Hace diez años, tras un periodo en el que las idas y venidas del inestable panorama televisivo le sumieron en la tristeza tras la cancelación de El día después, se puso al frente de Informe Robinson (Movistar Plus), que narra lo que él denomina "la cara humana del deporte" “y en el que, cuantos lo hacemos, pretendemos mostrar cómo cada uno de los protagonistas, del icónico al desconocido, se enfrentan a esos dos grandes impostores que nos invaden la vida que son el fracaso y el éxito”. Un especial, a modo de película divulgativa de reciente estreno en la pequeña pantalla, repasa la trayectoria del programa, ganador del Ondas y de dos premios de la Academia de Televisión al mejor espacio documental.

O sea que, al final, su Informe es una excusa para reflexionar sobre otras cosas…

Lo que contamos se desarrolla en lo deportivo, pero es fácilmente extrapolable. Creo que el fracaso, que tan importante nos parece, no existe si das lo mejor de ti, si haces las cosas lo mejor que puedes. La persona que es así es grande. Fracaso es hacer trampa y buscar atajos, que es algo que, desgraciadamente, está a la orden del día. Nadie puede considerar un fallo lo de aquella alpinista que, después de intentarlo durante años, se quedó a cien metros de coronar el Nanga Parbat; que veía con lágrimas en los ojos la cumbre, pero ya no podía dar un paso más, si hubiera avanzado, ya no habría podido bajar. Es para abrazarla, admirarla y ponerla como ejemplo. Lance Armstrong convivió con el éxito toda su vida y sabía que no lo merecía. Son dos conceptos (éxito y fracaso) que usamos con demasiada ligereza.

¿Por qué es tan importante para tantas personas ser el primero en lo suyo?

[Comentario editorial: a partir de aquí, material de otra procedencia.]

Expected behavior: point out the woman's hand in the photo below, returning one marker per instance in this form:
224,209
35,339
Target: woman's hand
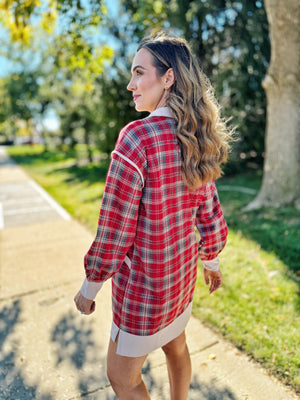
85,306
213,278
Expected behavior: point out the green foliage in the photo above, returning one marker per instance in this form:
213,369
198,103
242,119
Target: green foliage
231,40
84,81
258,306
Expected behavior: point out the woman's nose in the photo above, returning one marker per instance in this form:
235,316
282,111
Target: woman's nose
131,85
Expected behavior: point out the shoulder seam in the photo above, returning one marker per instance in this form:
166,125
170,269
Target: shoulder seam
131,163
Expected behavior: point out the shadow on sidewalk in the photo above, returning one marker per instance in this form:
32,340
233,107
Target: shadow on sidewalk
13,384
74,344
198,390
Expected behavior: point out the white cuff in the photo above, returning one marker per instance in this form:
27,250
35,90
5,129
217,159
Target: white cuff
211,265
89,290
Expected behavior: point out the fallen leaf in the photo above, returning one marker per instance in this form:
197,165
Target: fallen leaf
212,356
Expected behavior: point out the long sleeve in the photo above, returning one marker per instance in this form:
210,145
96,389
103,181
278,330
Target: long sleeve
211,225
117,221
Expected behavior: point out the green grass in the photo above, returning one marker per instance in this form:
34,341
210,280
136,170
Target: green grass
258,306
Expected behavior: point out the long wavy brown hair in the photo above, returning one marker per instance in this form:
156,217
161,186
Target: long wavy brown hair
202,134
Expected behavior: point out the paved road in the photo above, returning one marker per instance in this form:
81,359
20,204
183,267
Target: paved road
48,351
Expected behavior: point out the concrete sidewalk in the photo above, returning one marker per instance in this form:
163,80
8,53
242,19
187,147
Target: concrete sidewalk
49,351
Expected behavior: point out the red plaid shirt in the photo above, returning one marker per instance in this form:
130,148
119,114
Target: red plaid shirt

Esto demuestra lo mucho que nos estamos equivocando como sociedad. En Estados Unidos, Donald Trump repite frases como “sólo se recuerda al ganador” e insulta y considera losers a los que no llegan ahí y no se da cuenta de que de esa manera convierte el sueño americano en una pesadilla. Aunque sea simplemente por razones matemáticas, sólo puede haber un número uno; luego, según él, son perdedores todos los demás, lo que genera una enorme frustración y fomenta la corrupción, las mentiras y las trampas.

¿Alguno vez quiso ser ese número uno en lo suyo? En el fútbol, que fue su pasión…

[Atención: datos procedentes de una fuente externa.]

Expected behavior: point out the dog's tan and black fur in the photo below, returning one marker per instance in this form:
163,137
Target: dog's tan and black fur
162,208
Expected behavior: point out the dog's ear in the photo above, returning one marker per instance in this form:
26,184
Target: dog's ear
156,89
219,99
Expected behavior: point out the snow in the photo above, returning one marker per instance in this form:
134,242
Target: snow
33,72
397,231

No sé valorarlo bien porque ha sido omnipresente en mi vida. Me entusiasmaba de niño y ahora también. Me crié en un pequeño hotel que mi familia tenía al lado de la playa. Mi padre y mi hermano mayor jugaban al fútbol muy bien, y no hacíamos otra cosa que darle a la pelota. Según mi padre, la primera vez que me llevó a ver al Liverpool, antes de que los jugadores salieran del túnel, ya le dije: “Papá, quiero ser futbolista”, y todavía no había visto el balón rodar. Me debió de envolver aquella atmósfera tan excitante que se palpaba en Anfield. Supongo que me enamoré de esa sensación.

¿Ha conocido a algún padre que no haya visto con buenos ojos que sus hijos quieran ser futbolistas?

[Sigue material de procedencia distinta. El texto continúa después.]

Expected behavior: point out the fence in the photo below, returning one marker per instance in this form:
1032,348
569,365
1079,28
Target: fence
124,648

Supongo que los habrá, pero yo no los conozco. En mi caso, si creces en el noroeste de Inglaterra, cerca de Manchester, eso es prácticamente imposible porque el fútbol forma parte de nuestras vidas como una religión. Pero entiendo que haya familias que piensen que es mucho más importante estudiar y prepararse para la vida que andar dando patadas a un balón. Con mi hijo ocurrió algo así. Se le daban muy bien el fútbol y el rugby, y yo quería “lo que él quisiera”, pero también que tuviera una educación. Estuvo en un internado en Escocia, luego en Oxford y finalmente no se decidió por el deporte. Creo que lo mejor que se puede hacer por los hijos es abrirles caminos para que puedan elegir.

“Era maravilloso ver a la selección que ganó el Mundial festejar que eran los mejores del mundo sin convertirse en unos chulos o unos hijos de puta”

¿Cómo fue su gol perfecto?

Sensacional. Estaba en el Brighton, un equipo humilde, y marqué el que nos colocó en la semifinal de la liga, lo que suponía jugar en Wembley. Y ya se sabe que no eres un futbolista de verdad hasta que has jugado ahí. Hubo otros goles, en finales de liga y de copa, que quizá parezcan más importantes, pero para mí, ese fue el mejor momento de mi carrera, el más mágico. De todos modos, soy un tanto inusual. En mi casa no cuelgan fotos mías como futbolista, ni camisetas, ni medallas, y no guardo vídeos con los momentos estelares. Es el pasado. Siento placer cuando algo importan­te se da, pero no me quedo ahí. Los elogios me resultan muy embarazosos, y las críticas, muy dolorosas; no me regodeo ni cuando las cosas van muy bien, ni muy mal.

Convendrá en que resulta curiosa la historia del futbolista estrella con una segunda vida notable como comunicador.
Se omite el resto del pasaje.